L'entre-deux-guerres désigne la période de vingt et un ans qui sépare l'armistice du 11 novembre 1918 et le déclenchement de la Seconde Guerre mondiale le 1er septembre 1939. Cette période se divise en trois phases aux caractères très contrastés : une décennie de reconstruction et d'illusions, une crise économique et politique majeure, puis une marche inexorable vers un nouveau conflit.

La reconstruction et les illusions (1918-1929)

La fin de la Première Guerre mondiale laisse l'Europe dévastée. Le traité de Versailles (juin 1919) impose à l'Allemagne des réparations considérables et une restriction de ses forces militaires, ce qui engendre des ressentiments durables. La Société des Nations (SDN) est créée pour régler les différends internationaux par la diplomatie et prévenir de nouveaux conflits. Les années 1920, marquées par une relative prospérité économique, voient l'essor des cultures urbaines et une libéralisation des modes de vie : on les appelle les "Années folles".

La crise et la montée des extrêmes (1929-1936)

Le krach boursier de Wall Street d'octobre 1929 déclenche une crise économique mondiale d'une ampleur sans précédent.

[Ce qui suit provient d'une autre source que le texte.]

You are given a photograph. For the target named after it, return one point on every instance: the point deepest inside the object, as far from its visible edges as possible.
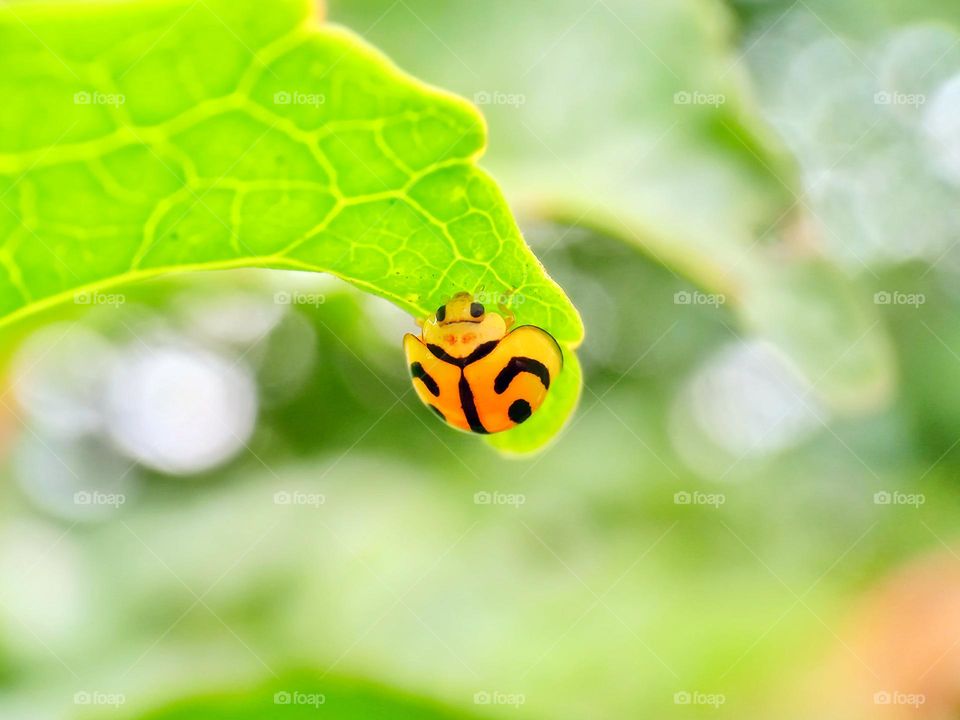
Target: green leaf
(152, 137)
(303, 695)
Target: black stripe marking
(519, 411)
(481, 351)
(417, 371)
(516, 366)
(470, 407)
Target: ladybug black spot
(519, 411)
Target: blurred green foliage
(768, 427)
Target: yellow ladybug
(476, 375)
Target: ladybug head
(461, 308)
(462, 324)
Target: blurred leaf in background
(755, 493)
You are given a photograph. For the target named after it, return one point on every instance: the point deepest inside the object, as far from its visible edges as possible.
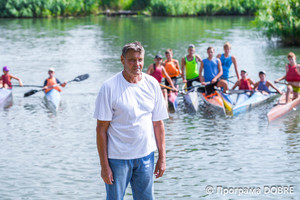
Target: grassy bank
(281, 18)
(49, 8)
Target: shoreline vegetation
(277, 18)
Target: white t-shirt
(131, 108)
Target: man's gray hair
(135, 46)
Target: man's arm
(159, 132)
(235, 67)
(183, 70)
(106, 172)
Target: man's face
(243, 75)
(133, 62)
(226, 50)
(51, 73)
(210, 53)
(169, 56)
(292, 60)
(191, 51)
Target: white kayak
(52, 99)
(5, 97)
(246, 101)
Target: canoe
(282, 108)
(214, 101)
(52, 99)
(5, 97)
(246, 101)
(190, 99)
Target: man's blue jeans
(139, 172)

Le chômage massif, la misère et l'instabilité politique favorisent l'émergence de régimes totalitaires en Europe : le fascisme de Mussolini est déjà au pouvoir en Italie depuis 1922, le nazisme d'Adolf Hitler s'impose en Allemagne en 1933, tandis que Staline consolide sa dictature en URSS. En France, la crise nourrit les extrémismes et provoque les émeutes du 6 février 1934. C'est dans ce contexte que se forme le Front populaire, coalition de gauche qui remporte les élections de mai 1936.

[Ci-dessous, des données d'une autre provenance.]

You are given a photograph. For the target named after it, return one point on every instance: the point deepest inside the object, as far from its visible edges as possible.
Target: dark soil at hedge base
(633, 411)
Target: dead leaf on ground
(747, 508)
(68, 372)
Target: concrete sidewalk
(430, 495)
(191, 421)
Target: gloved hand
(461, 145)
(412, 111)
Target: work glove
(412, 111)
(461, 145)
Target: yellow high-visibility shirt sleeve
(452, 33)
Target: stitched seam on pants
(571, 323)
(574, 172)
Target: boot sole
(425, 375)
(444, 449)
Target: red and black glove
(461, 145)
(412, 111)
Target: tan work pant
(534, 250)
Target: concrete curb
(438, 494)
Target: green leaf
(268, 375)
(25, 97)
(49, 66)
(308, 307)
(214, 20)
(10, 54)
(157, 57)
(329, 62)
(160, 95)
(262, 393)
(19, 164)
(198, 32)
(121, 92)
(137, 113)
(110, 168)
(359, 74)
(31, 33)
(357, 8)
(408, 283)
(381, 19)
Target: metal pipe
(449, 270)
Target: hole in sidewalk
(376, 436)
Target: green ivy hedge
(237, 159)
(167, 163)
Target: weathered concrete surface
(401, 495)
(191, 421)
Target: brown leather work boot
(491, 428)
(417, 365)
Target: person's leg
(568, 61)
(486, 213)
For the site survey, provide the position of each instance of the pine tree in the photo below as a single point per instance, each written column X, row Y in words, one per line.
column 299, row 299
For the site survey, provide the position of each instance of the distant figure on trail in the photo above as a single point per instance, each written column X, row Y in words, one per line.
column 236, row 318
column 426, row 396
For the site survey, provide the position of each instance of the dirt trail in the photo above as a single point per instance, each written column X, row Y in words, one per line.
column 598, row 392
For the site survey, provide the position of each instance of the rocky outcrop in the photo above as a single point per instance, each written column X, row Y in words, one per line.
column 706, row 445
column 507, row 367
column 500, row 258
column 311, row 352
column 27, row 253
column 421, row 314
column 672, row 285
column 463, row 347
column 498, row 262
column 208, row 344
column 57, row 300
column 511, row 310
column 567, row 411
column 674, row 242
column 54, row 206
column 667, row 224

La marche vers la guerre (1936-1939)

À partir de 1936, Hitler procède à des annexions successives en violation du traité de Versailles : remilitarisation de la Rhénanie (1936), annexion de l'Autriche (Anschluss, mars 1938), puis intégration des Sudètes tchécoslovaques après les accords de Munich de septembre 1938. Les démocraties française et britannique, épuisées et cherchant à éviter une nouvelle guerre, pratiquent une politique d'apaisement qui se révèle une grave erreur de calcul. En août 1939, le pacte germano-soviétique entre Hitler et Staline ouvre la voie à l'invasion de la Pologne le 1er septembre 1939, qui entraîne la déclaration de guerre franco-britannique deux jours plus tard.